Cheers to Rappler, Malaya Business Insight and BusinessWorld for being inclusive in their reports and giving other perspectives in a supposedly positive economic update.

Rappler’s January 9 report used the situation of Royd Agapito (not his real name), a 25-year-old market analyst, to explain the practical experience of a wage earner. He got an additional PHP3,438 a month in his PHP30,000 monthly salary due to lower income deductions mandated by the TRAIN law, but he has had to deal with higher monthly household expenses. Agapito said that in the end, there is no significant positive gain for an average wage earner who uses the salary gain for higher electricity, transport, and grocery bills (“EXPLAINER: How the tax reform law affects Filipino consumers”).

If someone who earns PHP30,000 a month like Agapito already has to tighten his belt, what about those who earn less?

Rappler also presented someone like Meanne Reyes (not her real name), a small-time vendor who sells sugar-sweetened drinks, snacks, and tobacco along Amang Rodriguez Avenue in Pasig City, who already has two kids.

For Meanne, a stick of cigarette which used to cost PHP5 now sells for PHP7 each. Since an entire pack is now more expensive, Reyes is forced to buy fewer supplies and keep a lower inventory, lowering sales potential. The price hike is significant. What will happen to people like her who have no fixed income and depend on sidewalk vending to earn a living?

An April 3 article by BusinessMirror reported National Economic and Development Authority’s (NEDA) statements on the government’s priority to keep inflation in check because of its dampening effect on Filipino’s incomes, which is central to reducing poverty. The inflation rate rapidly increased from 3.6 percent last year to 4.8 percent earlier this year.  Rosemarie Edillon, NEDA Undersecretary for Planning and Policy, said food inflation is particularly important since this accounts for half of the expenses of poor households especially rice (“Neda eyes inflation target review after CPI changes”).

The Philippine Statistics Authority (PSA) reported that families in the bottom 30 percent income group spend 59.7 percent of their income on food. This is higher than the 38.8 percent food expenditure for families in the upper 70 percent income group.

With food prices rising to 5.7 percent last month and predicted to still increase, how can the government alleviate the financial strain on the bottom 30 percent income group?

To protect the poor from higher prices of commodities, Finance Secretary Carlos Dominguez III said the Department of Social Welfare and Development (DSWD) is mandated to provide targeted cash transfers to the poorest 10 million households. Each household would get PHP2,400 per year in 2018, as well as PHP3,600 per year in 2019 and 2020 (“EXPLAINER: How the tax reform law affects Filipino consumers”).

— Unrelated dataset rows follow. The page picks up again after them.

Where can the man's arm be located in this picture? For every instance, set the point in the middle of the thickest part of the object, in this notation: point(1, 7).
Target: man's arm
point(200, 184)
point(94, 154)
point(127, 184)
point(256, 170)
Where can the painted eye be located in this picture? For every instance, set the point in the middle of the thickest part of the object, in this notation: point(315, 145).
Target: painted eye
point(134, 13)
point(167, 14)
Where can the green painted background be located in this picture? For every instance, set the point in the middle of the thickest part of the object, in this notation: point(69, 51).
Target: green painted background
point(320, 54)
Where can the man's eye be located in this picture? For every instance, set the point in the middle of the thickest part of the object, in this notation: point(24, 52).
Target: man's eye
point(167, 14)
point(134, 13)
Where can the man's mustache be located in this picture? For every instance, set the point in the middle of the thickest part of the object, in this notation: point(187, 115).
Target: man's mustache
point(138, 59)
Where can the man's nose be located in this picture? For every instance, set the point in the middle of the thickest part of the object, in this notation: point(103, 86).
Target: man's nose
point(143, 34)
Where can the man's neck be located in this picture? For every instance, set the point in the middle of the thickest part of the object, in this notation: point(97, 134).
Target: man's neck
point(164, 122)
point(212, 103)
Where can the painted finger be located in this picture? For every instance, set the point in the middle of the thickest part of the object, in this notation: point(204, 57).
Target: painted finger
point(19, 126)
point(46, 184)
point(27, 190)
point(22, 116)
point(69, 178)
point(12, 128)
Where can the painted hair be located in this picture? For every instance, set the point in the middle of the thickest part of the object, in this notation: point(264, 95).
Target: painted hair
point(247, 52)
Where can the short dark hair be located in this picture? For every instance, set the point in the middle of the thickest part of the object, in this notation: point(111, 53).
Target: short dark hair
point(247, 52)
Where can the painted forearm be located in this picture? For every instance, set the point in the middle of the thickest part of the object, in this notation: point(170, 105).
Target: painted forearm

However, a BusinessWorld report on April 17 emphasized that the country needs to produce better jobs in order to reduce poverty and dampen the effects of the TRAIN law. According to the article, the World Bank said that better quality jobs and faster real wage growth are essential to reducing poverty and inequality in the country, even if the government pursues more aggressive infrastructure development (“WB tags better jobs as economy’s ‘missing link’”).

“The key challenge facing the government is not unemployment, but rather the poor quality of jobs in the labor market, as a large share of employment opportunities in the Philippines consist of low-paid jobs,” the World Bank said in the Philippine Economic Update.

The good news is not necessarily felt in the bottom 30 percent of household incomes. Millions of minimum wage earners do not benefit since their salary is lower than the tax-free threshold and the prices of basic commodities continue to go up.

Business reports should continue or even improve their inclusivity. While these economic updates might be good news to investors and businessmen, the media should also cater to other sectors of society since the country’s economy affects everyone.